Essentially, if we analyse the FR2052a data sets, bank need to report on inflows and outflows from different kinds of assets and liabilities. A comprehensive master data framework is enforced on the data sets that need to be submitted with the intention of making it easy for the regulator to compare and process data received from multiple banks.

From a change management standpoint, banks need to have in place a robust and GUI based master data management framework to maintain and manage inclusion of new codes (regulator initiated), modifications in mappings to existing codes(bank /regulator initiated) and then go ahead and generate the final datasets. Similarly, LCR reporting enforces the “HQLA” categorisation framework on the banks assets which might be subject to revisions. Thus, a critical part of a smart change management strategy for Liquidity reporting is a robust master data management framework and data classification engine.

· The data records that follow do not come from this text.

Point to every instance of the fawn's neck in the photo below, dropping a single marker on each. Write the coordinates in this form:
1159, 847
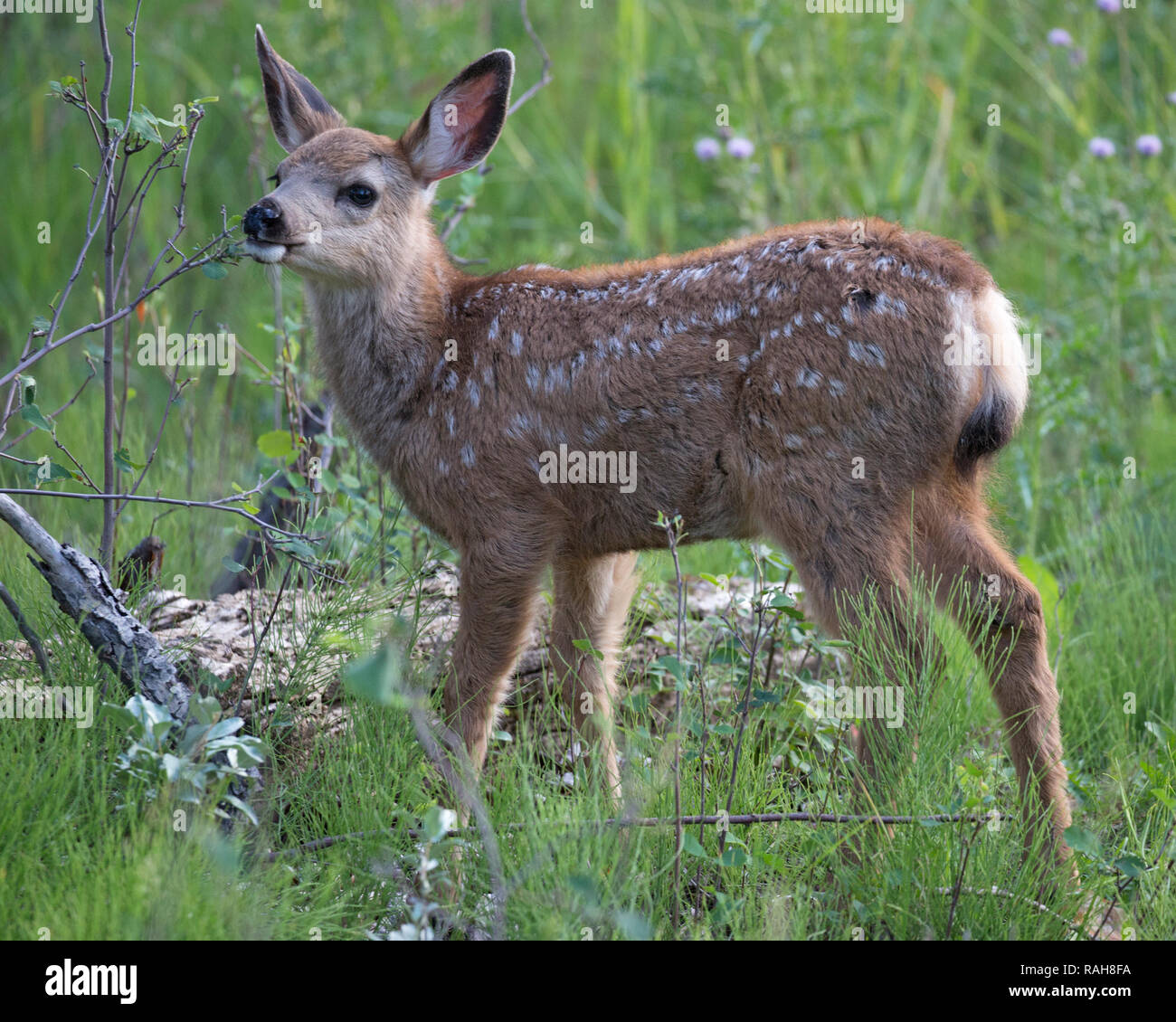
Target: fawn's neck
377, 343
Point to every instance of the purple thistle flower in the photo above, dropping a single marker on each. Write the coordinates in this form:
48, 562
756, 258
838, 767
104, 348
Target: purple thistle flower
1148, 145
707, 149
740, 147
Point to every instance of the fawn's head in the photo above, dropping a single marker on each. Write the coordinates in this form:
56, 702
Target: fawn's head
349, 204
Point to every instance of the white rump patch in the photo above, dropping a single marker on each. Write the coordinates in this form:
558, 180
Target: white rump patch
984, 332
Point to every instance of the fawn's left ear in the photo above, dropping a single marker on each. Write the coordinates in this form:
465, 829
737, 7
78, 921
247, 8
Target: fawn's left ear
297, 109
462, 122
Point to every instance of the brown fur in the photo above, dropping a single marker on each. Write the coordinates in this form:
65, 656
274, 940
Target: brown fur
792, 384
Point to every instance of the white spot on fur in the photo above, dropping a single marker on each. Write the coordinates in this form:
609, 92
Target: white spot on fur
867, 355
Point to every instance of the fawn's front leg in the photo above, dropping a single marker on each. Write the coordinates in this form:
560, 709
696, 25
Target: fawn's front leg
592, 598
498, 602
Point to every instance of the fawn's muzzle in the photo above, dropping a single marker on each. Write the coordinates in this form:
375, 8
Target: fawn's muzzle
262, 218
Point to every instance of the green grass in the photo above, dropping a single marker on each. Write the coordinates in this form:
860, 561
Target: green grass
849, 117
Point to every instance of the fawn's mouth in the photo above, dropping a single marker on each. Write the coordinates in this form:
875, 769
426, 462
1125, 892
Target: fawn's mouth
265, 251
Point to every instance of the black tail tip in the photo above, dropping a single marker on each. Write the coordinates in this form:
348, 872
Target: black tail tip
987, 430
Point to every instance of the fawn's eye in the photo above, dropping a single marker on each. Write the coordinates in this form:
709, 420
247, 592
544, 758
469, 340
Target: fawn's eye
360, 194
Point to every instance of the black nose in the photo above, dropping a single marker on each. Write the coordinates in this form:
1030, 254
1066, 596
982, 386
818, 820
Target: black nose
265, 216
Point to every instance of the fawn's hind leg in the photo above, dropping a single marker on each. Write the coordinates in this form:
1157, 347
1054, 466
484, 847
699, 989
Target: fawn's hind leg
1001, 613
592, 599
498, 598
847, 591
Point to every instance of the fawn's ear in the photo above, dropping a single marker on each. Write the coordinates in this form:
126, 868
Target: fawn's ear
462, 122
297, 109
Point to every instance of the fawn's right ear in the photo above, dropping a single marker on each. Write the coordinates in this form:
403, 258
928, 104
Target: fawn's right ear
462, 122
297, 109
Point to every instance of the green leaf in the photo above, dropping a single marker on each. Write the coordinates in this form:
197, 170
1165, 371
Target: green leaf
32, 414
242, 808
734, 856
275, 443
299, 548
1046, 583
375, 677
438, 823
122, 461
1081, 840
1132, 866
142, 124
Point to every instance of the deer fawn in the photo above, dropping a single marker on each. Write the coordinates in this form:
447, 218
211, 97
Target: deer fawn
838, 387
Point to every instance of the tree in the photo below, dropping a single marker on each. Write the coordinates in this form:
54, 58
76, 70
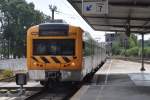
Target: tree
18, 17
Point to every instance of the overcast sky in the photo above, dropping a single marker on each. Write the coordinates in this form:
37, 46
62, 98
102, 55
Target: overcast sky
67, 13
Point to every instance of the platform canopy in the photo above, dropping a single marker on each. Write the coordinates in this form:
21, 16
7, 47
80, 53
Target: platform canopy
122, 16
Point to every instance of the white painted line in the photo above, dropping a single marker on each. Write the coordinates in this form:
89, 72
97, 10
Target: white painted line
106, 79
80, 93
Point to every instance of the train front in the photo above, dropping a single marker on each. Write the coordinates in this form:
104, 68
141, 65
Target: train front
54, 51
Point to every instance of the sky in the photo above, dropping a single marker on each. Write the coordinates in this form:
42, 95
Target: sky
67, 13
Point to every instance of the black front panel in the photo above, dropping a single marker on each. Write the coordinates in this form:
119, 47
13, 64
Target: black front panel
54, 47
53, 29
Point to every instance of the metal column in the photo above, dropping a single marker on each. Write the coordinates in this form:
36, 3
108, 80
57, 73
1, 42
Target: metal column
142, 54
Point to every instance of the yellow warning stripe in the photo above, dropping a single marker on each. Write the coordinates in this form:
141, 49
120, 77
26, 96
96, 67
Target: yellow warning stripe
61, 59
53, 60
70, 57
39, 59
50, 59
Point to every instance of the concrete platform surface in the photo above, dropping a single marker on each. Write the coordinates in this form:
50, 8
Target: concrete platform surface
13, 84
117, 80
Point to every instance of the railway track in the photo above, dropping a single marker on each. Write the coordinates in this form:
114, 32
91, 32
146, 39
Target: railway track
61, 92
146, 60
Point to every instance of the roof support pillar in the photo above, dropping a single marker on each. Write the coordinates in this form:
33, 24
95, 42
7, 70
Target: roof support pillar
142, 53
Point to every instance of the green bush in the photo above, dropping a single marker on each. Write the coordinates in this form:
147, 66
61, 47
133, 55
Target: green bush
7, 73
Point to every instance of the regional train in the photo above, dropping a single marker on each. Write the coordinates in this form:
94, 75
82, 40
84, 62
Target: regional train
59, 51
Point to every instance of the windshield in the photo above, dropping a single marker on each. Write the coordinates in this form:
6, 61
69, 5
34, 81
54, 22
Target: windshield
53, 47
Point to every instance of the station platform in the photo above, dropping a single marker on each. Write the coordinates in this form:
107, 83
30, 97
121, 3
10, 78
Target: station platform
117, 80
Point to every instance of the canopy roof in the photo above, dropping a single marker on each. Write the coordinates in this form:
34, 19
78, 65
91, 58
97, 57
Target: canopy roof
123, 15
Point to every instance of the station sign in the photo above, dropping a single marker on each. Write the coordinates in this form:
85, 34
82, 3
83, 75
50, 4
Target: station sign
95, 8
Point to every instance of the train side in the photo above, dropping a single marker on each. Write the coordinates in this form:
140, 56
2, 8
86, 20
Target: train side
58, 51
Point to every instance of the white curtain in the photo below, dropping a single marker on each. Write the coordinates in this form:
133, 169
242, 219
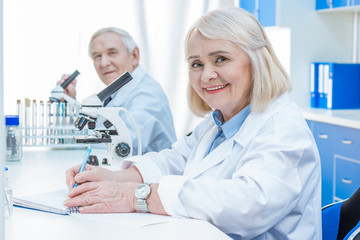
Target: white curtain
44, 39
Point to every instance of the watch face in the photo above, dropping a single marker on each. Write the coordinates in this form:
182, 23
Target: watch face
142, 191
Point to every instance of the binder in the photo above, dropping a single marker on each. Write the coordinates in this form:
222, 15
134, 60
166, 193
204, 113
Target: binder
50, 202
314, 84
338, 85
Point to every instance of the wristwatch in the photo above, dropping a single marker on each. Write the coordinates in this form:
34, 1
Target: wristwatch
141, 193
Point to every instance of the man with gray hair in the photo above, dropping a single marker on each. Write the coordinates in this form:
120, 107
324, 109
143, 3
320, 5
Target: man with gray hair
114, 52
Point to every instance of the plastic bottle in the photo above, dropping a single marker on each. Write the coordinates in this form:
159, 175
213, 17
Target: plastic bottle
13, 138
8, 195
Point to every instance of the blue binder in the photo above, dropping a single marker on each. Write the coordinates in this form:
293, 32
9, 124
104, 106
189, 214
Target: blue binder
314, 85
338, 85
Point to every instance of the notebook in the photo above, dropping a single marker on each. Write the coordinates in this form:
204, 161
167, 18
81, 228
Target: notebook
51, 202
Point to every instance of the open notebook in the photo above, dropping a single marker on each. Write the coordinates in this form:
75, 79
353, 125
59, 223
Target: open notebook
51, 202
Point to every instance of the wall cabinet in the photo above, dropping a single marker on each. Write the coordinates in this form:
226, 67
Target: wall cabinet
333, 4
340, 160
263, 10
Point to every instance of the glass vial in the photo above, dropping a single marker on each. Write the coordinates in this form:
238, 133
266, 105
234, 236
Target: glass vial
13, 138
9, 204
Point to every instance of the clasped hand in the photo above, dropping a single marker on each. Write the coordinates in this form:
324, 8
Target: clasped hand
100, 190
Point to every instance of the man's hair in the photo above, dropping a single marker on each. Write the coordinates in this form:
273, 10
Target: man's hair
269, 78
128, 41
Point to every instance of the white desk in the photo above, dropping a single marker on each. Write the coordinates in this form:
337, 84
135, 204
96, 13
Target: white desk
44, 170
341, 117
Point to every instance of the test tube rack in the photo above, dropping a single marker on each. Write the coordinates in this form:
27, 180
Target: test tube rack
48, 124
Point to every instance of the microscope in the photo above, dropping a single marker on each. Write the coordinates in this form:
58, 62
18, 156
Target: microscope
57, 93
117, 139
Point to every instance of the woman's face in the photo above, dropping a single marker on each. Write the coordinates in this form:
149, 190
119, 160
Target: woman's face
220, 73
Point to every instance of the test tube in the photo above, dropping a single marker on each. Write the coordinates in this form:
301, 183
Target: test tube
27, 121
42, 123
34, 122
19, 111
48, 122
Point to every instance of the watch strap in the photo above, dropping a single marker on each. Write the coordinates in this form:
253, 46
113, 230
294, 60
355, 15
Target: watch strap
142, 205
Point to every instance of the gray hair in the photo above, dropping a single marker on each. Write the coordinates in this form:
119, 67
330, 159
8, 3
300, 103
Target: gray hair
269, 78
128, 41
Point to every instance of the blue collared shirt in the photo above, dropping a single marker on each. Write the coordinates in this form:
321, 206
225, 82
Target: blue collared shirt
229, 128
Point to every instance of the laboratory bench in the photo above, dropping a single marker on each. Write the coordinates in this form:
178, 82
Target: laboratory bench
337, 135
43, 170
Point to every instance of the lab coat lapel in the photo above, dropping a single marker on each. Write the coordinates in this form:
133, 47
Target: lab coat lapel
219, 154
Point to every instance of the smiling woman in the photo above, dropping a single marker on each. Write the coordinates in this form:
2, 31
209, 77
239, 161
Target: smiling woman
45, 39
212, 76
250, 167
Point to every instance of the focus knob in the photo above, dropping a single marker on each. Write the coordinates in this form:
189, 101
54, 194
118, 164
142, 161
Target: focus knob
122, 149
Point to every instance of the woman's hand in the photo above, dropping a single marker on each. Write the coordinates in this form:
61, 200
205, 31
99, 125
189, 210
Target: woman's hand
103, 197
90, 174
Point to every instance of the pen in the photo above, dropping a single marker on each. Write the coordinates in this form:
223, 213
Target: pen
83, 163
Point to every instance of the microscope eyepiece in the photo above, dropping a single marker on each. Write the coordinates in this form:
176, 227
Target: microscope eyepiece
81, 122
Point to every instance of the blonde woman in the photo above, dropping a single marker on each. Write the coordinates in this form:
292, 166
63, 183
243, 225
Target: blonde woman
251, 167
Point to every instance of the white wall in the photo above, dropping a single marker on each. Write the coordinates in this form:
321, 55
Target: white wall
45, 39
315, 36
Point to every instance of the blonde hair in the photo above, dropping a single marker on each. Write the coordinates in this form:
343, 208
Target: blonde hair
128, 41
269, 78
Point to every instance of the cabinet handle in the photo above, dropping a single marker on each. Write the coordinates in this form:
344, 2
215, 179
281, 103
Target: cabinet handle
347, 181
323, 136
345, 141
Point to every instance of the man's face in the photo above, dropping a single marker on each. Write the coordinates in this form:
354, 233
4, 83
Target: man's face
111, 58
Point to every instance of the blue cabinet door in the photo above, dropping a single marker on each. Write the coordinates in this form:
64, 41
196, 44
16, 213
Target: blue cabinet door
263, 10
325, 4
346, 178
324, 135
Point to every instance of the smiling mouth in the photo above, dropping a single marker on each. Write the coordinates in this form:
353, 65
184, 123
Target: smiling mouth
216, 88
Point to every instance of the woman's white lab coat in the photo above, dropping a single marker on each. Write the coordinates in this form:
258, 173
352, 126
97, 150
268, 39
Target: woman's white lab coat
263, 183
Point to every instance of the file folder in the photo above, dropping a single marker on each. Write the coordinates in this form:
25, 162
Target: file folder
338, 85
314, 85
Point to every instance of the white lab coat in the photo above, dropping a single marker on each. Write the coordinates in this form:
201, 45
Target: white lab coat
263, 183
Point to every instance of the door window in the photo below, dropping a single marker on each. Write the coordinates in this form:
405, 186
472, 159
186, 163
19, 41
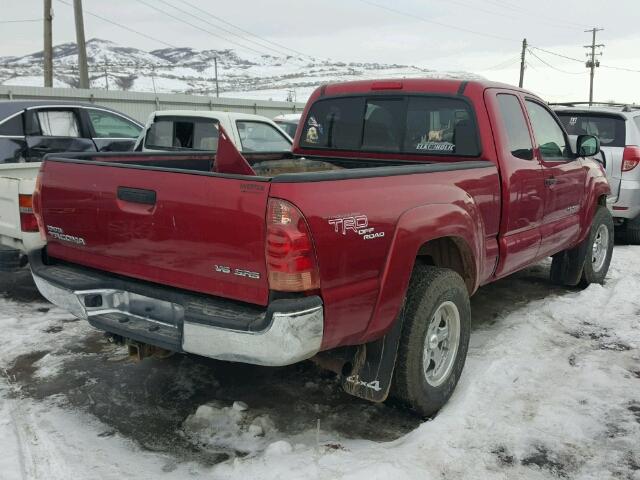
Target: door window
261, 137
515, 125
109, 125
183, 133
58, 123
549, 135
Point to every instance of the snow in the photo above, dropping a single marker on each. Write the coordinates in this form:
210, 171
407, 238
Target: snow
186, 70
551, 389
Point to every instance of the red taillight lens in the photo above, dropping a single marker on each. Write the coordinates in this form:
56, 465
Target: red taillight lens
28, 222
37, 207
291, 259
630, 158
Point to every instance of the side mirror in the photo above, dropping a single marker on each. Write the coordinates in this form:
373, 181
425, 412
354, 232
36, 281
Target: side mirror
587, 146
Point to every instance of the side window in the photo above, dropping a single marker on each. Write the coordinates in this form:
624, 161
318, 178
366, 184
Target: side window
261, 137
12, 127
109, 125
58, 123
382, 124
516, 126
183, 133
550, 137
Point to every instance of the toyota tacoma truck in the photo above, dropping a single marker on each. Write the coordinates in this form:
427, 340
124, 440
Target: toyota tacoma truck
360, 249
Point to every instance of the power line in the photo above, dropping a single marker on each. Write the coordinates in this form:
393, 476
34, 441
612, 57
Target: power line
186, 22
434, 22
553, 67
22, 21
123, 26
556, 54
245, 31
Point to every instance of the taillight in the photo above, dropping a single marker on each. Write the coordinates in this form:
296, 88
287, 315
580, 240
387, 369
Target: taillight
37, 207
28, 222
630, 158
291, 259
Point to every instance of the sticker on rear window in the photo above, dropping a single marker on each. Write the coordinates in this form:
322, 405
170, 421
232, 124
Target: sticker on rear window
436, 146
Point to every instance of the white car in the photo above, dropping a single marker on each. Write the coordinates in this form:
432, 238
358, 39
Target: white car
180, 130
30, 129
618, 128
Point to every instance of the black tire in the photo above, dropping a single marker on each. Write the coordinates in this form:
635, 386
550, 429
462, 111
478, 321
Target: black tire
575, 267
430, 288
591, 274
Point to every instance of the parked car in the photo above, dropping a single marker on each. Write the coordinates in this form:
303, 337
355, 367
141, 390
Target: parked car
29, 129
184, 130
403, 198
288, 122
618, 128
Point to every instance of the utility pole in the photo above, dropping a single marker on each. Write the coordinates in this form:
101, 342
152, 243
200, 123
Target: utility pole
48, 44
83, 68
215, 63
522, 62
592, 63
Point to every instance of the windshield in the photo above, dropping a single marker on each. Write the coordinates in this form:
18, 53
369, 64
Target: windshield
425, 125
609, 129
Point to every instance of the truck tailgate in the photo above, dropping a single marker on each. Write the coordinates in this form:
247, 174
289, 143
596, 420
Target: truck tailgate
192, 230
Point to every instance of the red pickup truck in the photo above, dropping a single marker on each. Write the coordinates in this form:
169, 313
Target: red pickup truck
360, 248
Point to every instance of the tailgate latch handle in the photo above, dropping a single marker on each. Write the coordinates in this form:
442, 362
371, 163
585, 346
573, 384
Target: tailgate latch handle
137, 195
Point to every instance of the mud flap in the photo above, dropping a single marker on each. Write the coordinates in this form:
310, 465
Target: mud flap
568, 265
372, 366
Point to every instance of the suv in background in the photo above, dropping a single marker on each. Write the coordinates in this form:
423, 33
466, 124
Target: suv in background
618, 128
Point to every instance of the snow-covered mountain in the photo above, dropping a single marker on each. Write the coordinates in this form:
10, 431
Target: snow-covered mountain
186, 70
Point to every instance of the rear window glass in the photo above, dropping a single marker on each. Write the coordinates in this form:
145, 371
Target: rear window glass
12, 127
183, 134
416, 124
610, 130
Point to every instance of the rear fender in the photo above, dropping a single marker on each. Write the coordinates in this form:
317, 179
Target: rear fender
596, 191
416, 227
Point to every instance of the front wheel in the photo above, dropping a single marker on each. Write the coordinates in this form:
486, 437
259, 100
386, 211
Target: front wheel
434, 341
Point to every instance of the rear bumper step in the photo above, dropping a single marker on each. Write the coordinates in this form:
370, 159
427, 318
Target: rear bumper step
285, 332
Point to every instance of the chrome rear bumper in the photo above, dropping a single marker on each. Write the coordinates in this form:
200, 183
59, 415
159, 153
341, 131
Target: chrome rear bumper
290, 330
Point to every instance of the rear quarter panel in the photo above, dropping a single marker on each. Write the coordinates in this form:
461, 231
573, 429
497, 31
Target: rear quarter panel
363, 281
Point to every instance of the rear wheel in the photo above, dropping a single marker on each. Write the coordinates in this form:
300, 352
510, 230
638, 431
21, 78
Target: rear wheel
434, 341
599, 248
588, 262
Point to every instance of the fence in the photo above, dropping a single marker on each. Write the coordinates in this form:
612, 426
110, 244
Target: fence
139, 105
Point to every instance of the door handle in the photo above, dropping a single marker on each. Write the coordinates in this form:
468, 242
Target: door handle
137, 195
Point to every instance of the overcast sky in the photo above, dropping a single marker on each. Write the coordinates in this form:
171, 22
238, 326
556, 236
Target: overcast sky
486, 39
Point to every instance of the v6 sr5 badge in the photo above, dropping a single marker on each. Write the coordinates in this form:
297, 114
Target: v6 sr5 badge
356, 223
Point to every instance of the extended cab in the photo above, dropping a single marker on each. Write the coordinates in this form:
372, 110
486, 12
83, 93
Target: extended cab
402, 198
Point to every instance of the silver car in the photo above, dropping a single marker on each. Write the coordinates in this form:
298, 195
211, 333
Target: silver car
618, 128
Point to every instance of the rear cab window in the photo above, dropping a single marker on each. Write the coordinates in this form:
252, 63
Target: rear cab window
183, 133
12, 127
610, 129
407, 124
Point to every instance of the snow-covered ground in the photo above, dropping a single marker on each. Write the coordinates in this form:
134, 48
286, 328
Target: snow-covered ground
551, 389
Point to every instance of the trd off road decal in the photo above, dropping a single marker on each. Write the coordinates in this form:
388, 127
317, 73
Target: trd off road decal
356, 223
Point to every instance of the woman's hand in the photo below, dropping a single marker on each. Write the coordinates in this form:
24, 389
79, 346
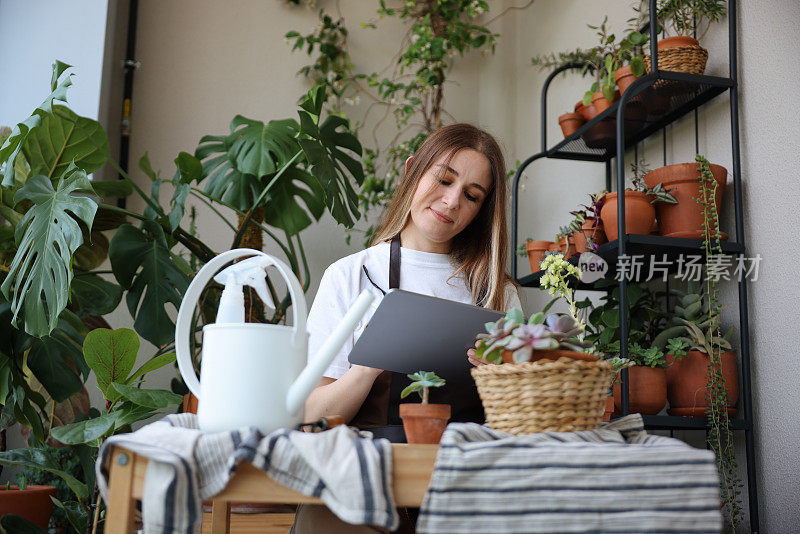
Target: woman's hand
473, 360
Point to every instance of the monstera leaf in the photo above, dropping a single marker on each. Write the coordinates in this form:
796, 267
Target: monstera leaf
13, 144
323, 147
142, 264
63, 138
235, 164
46, 238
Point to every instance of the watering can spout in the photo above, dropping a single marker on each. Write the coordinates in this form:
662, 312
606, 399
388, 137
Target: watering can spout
308, 379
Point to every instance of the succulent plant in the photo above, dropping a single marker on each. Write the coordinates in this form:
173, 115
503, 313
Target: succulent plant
540, 332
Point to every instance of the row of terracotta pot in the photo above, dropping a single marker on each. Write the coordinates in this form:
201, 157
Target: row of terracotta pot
683, 383
684, 219
574, 244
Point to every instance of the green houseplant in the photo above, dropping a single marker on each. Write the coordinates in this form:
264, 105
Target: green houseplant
423, 422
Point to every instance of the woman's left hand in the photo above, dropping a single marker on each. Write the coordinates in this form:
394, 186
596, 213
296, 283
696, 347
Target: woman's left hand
473, 360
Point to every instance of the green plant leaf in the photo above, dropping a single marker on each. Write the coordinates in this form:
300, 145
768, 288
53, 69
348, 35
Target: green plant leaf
35, 459
46, 238
111, 354
12, 146
148, 398
64, 138
156, 362
92, 295
85, 431
112, 188
142, 264
16, 524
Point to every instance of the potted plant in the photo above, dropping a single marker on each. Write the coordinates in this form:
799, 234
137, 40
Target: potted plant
693, 185
685, 18
535, 251
640, 214
31, 502
425, 422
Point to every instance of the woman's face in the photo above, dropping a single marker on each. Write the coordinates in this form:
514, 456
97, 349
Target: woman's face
447, 199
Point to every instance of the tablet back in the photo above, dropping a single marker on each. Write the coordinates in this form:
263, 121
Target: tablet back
410, 332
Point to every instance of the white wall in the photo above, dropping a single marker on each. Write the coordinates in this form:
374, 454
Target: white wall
33, 34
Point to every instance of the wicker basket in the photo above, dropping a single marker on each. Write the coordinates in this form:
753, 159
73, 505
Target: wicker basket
543, 396
688, 59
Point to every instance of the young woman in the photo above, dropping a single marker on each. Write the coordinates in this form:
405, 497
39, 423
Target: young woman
444, 235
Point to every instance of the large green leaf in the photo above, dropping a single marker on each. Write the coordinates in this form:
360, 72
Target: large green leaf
142, 264
92, 295
36, 459
149, 398
12, 146
63, 138
111, 354
46, 238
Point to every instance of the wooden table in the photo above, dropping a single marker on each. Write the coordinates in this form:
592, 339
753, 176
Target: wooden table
412, 466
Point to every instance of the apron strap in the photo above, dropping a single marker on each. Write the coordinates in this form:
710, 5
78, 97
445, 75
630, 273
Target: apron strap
394, 263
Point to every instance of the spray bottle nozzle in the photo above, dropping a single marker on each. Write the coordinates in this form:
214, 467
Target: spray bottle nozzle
250, 272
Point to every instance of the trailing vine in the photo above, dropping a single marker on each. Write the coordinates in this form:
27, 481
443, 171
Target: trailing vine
720, 437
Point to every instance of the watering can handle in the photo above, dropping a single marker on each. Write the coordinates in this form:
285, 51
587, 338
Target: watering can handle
203, 277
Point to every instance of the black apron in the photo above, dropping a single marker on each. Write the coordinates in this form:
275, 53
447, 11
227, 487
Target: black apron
380, 410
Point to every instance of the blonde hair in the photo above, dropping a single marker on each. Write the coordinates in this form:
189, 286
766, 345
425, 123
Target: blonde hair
481, 249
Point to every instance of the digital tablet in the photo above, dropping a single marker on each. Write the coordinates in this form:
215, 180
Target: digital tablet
410, 332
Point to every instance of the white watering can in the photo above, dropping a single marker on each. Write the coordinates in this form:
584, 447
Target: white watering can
253, 374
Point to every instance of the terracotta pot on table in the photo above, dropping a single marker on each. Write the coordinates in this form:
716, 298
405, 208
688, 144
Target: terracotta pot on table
684, 219
647, 391
639, 214
687, 379
424, 423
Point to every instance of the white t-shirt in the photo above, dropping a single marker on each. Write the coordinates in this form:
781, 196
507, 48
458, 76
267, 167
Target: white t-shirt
420, 272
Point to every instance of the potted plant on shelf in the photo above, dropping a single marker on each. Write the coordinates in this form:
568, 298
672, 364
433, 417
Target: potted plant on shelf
693, 185
685, 18
640, 214
425, 422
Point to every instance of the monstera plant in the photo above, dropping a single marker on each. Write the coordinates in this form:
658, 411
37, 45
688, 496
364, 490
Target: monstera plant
56, 232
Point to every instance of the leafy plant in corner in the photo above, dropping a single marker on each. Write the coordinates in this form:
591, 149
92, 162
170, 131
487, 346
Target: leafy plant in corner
421, 381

Another important piece is capturing data and having a data model that can support an exhaustive list of attributes to ensure all aspects around counterparty, nature of transaction, currency and product are covered. From a stress testing standpoint as well, having a model that can enable setting up conditions on a variety of parameters is a necessity as this is another area which is likely to evolve.

When it comes to Liquidity reporting a strong data foundation overlaid by a robust master data management framework can equip banks to better handle internally triggered or externally initiated changes that come their way.